– А впрочем, я так и хотел. Господину де Буази надлежит, выполнив поручение королевы, немедля вернуться обратно и передать ей мой ответ! Я знаю, что говорю и делаю. Одевайте меня, де Виейвиль!
– Если ваше величество непременно хочет преломить последнее копье, – медлил де Виейвиль, – то позволю себе заметить, что эта честь принадлежит мне. Я настаиваю на своем праве. Графа де Монтгомери не было в начале турнира, и явился он на поле под самый занавес.
– Вы совершенно правы, сударь, – встрепенулся Габриэль, – я удаляюсь, уступая вам место.
В этом отказе Генрих усмотрел оскорбительную снисходительность врага, уверенного в том, что он, король, испытывает тайный страх.

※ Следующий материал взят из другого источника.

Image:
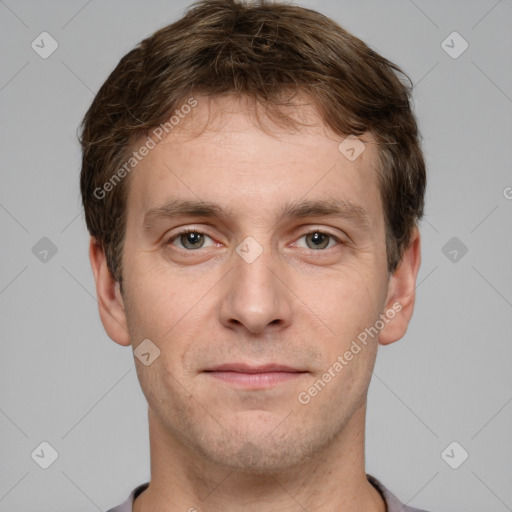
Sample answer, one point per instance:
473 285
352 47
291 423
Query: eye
189 239
317 240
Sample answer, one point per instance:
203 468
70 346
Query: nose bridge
255 296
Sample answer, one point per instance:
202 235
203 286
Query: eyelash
196 231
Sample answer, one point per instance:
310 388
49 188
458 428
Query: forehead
226 150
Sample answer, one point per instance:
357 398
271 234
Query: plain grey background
64 382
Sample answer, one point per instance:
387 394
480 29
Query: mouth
254 377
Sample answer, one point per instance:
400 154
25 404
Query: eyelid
191 229
184 231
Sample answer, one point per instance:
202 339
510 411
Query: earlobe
401 293
110 300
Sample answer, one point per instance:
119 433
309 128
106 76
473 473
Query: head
231 124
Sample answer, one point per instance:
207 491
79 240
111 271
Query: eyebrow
331 207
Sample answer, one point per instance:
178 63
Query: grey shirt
393 504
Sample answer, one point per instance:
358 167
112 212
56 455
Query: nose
256 297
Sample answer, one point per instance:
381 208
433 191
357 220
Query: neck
334 480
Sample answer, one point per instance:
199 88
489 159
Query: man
252 181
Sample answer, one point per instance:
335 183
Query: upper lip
245 368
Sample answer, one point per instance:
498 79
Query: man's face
262 284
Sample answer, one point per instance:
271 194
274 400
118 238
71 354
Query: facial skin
222 440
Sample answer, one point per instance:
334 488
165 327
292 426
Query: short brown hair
267 52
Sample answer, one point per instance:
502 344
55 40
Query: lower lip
255 380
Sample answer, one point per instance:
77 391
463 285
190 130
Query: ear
401 293
110 300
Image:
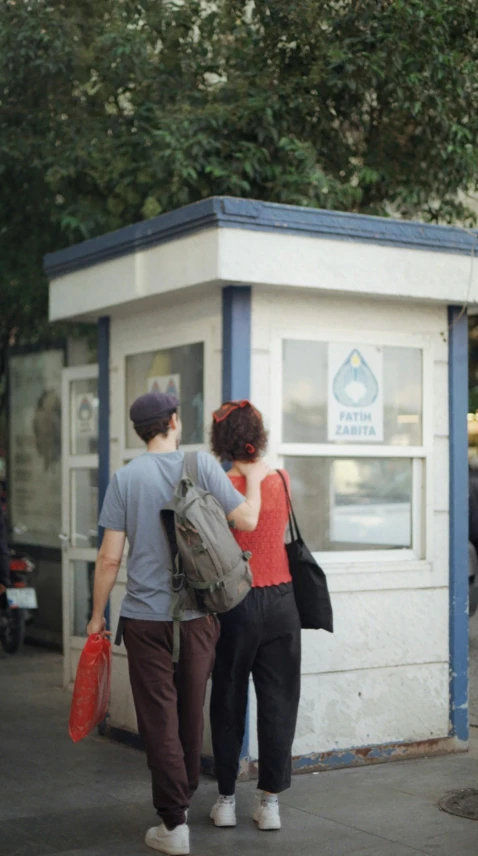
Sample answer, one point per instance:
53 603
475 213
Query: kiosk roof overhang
224 240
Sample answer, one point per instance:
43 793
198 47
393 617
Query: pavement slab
93 798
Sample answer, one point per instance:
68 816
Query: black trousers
260 636
169 702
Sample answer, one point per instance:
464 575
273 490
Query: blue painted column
103 420
458 406
236 385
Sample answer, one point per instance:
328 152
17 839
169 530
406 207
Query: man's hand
256 471
97 626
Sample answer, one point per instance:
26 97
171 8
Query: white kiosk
350 334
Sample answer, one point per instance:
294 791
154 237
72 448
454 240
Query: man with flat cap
168 698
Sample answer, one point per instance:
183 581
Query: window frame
421 550
190 334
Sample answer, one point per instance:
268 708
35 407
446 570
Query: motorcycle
16 604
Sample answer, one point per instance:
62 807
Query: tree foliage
112 111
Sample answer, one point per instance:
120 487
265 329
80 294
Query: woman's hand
97 627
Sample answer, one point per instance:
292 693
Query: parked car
472 579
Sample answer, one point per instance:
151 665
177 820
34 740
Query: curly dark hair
241 436
161 426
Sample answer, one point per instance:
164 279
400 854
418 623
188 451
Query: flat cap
147 409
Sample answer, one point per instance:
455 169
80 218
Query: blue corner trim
231 213
459 620
103 420
236 375
236 342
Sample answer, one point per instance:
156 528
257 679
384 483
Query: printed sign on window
169 384
355 393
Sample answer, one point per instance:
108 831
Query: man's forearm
105 578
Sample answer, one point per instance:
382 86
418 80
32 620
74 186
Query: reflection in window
304 405
84 507
353 504
84 417
179 371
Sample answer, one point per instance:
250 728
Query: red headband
228 407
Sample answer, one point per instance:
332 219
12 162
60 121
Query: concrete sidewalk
93 799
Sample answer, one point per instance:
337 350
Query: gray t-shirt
133 502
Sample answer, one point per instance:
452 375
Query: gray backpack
210 571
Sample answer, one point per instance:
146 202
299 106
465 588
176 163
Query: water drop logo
355 385
85 410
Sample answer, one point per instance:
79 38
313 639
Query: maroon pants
169 702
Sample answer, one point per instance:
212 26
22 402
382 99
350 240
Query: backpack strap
191 467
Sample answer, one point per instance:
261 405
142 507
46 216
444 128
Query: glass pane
353 504
179 370
304 393
84 508
84 417
81 600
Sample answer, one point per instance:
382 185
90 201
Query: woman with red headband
261 636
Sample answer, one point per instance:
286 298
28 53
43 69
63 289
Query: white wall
383 676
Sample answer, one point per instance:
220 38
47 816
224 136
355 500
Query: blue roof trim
228 212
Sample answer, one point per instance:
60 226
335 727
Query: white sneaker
174 842
266 812
223 812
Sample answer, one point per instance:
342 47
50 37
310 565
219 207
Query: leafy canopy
112 111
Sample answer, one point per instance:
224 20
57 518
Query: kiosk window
350 413
179 371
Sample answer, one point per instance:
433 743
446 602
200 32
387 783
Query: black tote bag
309 581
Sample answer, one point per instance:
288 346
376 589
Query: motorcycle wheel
13 632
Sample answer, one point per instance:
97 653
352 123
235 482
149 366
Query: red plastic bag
91 693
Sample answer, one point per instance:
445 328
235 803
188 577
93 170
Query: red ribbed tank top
269 563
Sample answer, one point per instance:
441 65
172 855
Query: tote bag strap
293 525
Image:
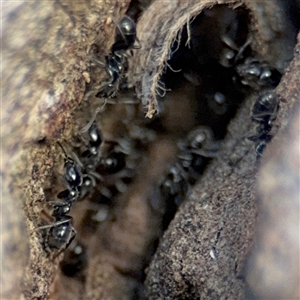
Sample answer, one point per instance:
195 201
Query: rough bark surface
48 72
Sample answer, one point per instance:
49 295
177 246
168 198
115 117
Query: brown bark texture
236 236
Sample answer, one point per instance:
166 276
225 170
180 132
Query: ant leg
89 124
138 46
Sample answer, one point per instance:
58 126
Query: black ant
250 71
257 74
125 38
264 113
91 155
61 232
75 260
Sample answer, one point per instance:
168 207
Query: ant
61 232
91 155
251 71
257 74
264 113
125 38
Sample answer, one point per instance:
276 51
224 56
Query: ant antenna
62 148
89 124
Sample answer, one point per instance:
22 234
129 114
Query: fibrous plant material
119 223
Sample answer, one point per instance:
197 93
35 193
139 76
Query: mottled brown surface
273 268
272 36
46 61
48 71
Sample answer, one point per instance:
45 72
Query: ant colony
208 77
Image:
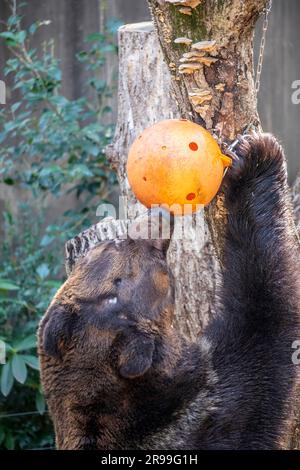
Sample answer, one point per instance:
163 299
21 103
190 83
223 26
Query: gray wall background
72 20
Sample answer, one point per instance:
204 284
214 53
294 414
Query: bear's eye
110 300
118 281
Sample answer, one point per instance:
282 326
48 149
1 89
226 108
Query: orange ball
176 162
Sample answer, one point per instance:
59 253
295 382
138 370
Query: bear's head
116 306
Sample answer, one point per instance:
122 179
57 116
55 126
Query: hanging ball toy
176 163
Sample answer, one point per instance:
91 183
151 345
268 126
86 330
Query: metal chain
266 12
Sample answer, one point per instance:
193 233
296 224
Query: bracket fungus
186 41
198 96
189 68
206 46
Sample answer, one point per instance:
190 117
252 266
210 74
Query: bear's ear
136 355
56 329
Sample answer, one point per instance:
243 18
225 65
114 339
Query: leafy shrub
48 145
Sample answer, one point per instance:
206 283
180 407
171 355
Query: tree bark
145 97
212 70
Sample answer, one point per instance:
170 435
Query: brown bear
118 375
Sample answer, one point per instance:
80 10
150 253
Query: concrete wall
72 20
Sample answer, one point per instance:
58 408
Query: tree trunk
144 98
208 46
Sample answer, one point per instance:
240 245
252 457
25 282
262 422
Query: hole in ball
190 196
193 146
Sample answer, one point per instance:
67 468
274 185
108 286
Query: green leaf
19 368
25 344
7 285
7 379
31 361
9 441
40 402
46 240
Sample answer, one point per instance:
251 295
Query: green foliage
49 145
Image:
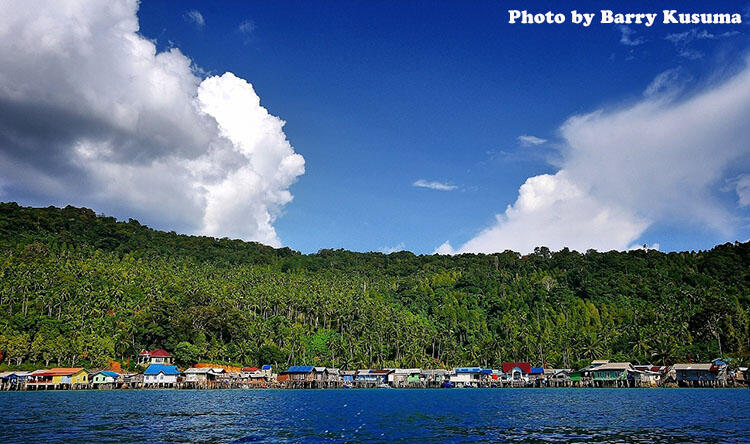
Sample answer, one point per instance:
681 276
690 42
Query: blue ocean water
378 415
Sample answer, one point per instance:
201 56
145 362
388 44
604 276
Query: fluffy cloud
625 169
434 185
92 114
526 140
626 36
195 17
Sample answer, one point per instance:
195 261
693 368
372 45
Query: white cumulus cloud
622 170
92 114
195 17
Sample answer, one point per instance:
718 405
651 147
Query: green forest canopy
79 289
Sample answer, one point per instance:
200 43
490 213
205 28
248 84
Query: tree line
82 289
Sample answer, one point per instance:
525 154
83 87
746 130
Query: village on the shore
161 372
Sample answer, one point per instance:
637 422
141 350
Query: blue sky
377 95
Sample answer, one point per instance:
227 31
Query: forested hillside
77 288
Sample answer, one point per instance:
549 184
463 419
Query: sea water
377 415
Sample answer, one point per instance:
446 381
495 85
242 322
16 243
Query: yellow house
69 376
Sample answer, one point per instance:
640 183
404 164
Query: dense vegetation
76 288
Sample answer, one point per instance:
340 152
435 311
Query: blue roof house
161 375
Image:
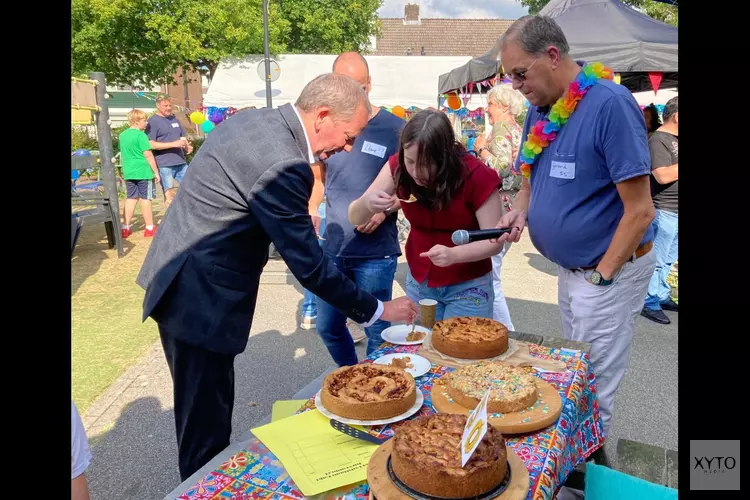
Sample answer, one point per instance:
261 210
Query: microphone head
460 237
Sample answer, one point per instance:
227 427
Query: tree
658 10
329 26
148 40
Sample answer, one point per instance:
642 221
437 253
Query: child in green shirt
139 171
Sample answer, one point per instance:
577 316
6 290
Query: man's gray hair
341 94
535 34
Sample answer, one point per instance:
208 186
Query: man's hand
371 226
515 219
400 309
316 222
440 255
379 201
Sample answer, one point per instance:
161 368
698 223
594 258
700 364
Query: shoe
655 315
308 322
357 335
669 305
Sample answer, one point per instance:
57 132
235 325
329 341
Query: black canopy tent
631 43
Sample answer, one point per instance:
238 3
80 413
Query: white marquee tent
396 80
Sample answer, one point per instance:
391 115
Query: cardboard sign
475 429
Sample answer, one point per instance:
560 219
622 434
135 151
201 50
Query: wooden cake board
381 487
519 358
528 420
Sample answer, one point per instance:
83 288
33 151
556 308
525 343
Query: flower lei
544 131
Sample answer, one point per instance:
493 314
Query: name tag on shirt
374 149
562 170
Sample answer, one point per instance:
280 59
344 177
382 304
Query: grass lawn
107 333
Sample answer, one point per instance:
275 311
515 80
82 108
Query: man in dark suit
248 186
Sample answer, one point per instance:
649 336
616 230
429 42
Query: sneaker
308 322
655 315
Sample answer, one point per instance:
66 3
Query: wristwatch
596 278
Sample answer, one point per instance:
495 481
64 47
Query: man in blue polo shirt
588 199
367 254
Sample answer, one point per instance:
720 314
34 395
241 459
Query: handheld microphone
462 237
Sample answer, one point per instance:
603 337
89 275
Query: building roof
439 37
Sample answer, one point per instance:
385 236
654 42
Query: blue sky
476 9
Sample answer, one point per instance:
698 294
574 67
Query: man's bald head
353 65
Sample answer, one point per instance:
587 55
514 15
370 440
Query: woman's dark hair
438 153
655 122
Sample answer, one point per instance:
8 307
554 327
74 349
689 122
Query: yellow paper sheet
285 408
317 457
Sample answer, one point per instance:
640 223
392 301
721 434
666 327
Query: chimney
411 13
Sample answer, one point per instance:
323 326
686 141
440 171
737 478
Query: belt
639 252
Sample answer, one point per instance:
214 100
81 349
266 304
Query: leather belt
639 252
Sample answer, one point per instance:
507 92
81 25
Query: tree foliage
146 41
658 10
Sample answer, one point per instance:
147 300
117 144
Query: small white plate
420 364
397 334
408 413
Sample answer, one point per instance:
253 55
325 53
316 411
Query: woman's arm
378 197
487 216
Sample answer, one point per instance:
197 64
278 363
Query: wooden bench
94 208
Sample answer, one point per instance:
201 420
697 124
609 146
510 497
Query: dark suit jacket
248 185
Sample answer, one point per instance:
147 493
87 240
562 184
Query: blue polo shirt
575 208
348 175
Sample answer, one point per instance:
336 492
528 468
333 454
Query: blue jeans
309 307
374 276
665 248
469 298
170 174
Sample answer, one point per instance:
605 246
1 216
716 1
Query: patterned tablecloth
550 454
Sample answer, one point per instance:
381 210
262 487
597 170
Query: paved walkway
131 425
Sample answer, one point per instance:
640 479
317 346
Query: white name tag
563 170
374 149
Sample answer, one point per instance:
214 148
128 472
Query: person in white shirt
81 456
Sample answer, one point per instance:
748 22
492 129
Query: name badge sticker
374 149
562 170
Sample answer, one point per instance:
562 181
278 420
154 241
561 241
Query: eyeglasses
520 76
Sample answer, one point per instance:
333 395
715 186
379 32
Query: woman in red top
451 190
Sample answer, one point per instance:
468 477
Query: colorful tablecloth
550 454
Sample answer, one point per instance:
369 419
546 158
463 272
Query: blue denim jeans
309 306
374 276
170 174
469 298
665 248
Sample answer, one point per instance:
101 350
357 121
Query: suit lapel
288 114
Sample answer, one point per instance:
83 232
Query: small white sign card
475 429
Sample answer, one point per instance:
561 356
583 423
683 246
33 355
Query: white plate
421 365
397 334
408 413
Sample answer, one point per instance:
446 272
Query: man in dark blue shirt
367 254
588 199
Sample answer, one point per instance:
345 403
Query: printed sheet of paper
475 429
317 457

– Нет, нет! – гневно топнул ногой Генрих. – Я желаю преломить копье с графом де Монтгомери и ни с кем другим! И довольно! Одевайте меня!
И, надменно взглянув на Габриэля, не сводившего с него бесстрастного, пристального взора, он молча наклонил голову, чтобы Виейвиль мог надеть на него шлем.
В эту минуту явился герцог Савойский и повторил просьбу королевы. Когда же король не пожелал его выслушать, он тихо добавил:
– Государь, госпожа Диана де Пуатье просила передать вам, чтоб вы остерегались вашего партнера.
Услышав это, Генрих вздрогнул, но тут же овладел собой. «Мне ли выказывать страх перед моей дамой?» – с раздражением подумал он и высокомерно промолчал.
Между тем де Виейвиль, надевая на него доспехи, шепнул ему:
– Государь, клянусь богом, вот уже три ночи мне снится, что нынче с вами произойдет какое-то несчастье!
Но король, казалось, не слышал его слов. Облачившись наконец в доспехи, он схватил копье. Габриэль поднял свое и вышел на поле.
Оба рыцаря вскочили на коней и стали в позицию.
Все зрители затаили дыхание, и над полем нависла напряженная, глубокая тишина.
Поскольку коннетабль и Диана де Кастро отсутствовали, никто, кроме Дианы де Пуатье, даже и не догадывался, что между королем и графом де Монтгомери были свои, далеко не безопасные счеты. Ни у кого и в мыслях не было, что это условное сражение может привести к роковой развязке. И тем не менее буквально всё – и загадочное поведение графа де Монтгомери, и его упорное уклонение от поединка, и такое же слепое упорство короля – было таким необычным, таким пугающим, что все замерли в томительном ожидании. В воздухе повеяло ужасом.
Любопытная деталь усугубила зловещее настроение толпы. Согласно обычаю, каждая схватка сопровождалась ревущими звуками труб, флейт и оглушительными фанфарами. Это был как бы голос турнира – веселый и раскатистый. Но на сей раз, когда король и Габриэль показались на поле, все инструменты сразу смолкли. Никто не смог бы объяснить, чем это вызвано, но, как бы то ни было, от непривычной тишины страшное, тревожное напряжение накалилось до предела.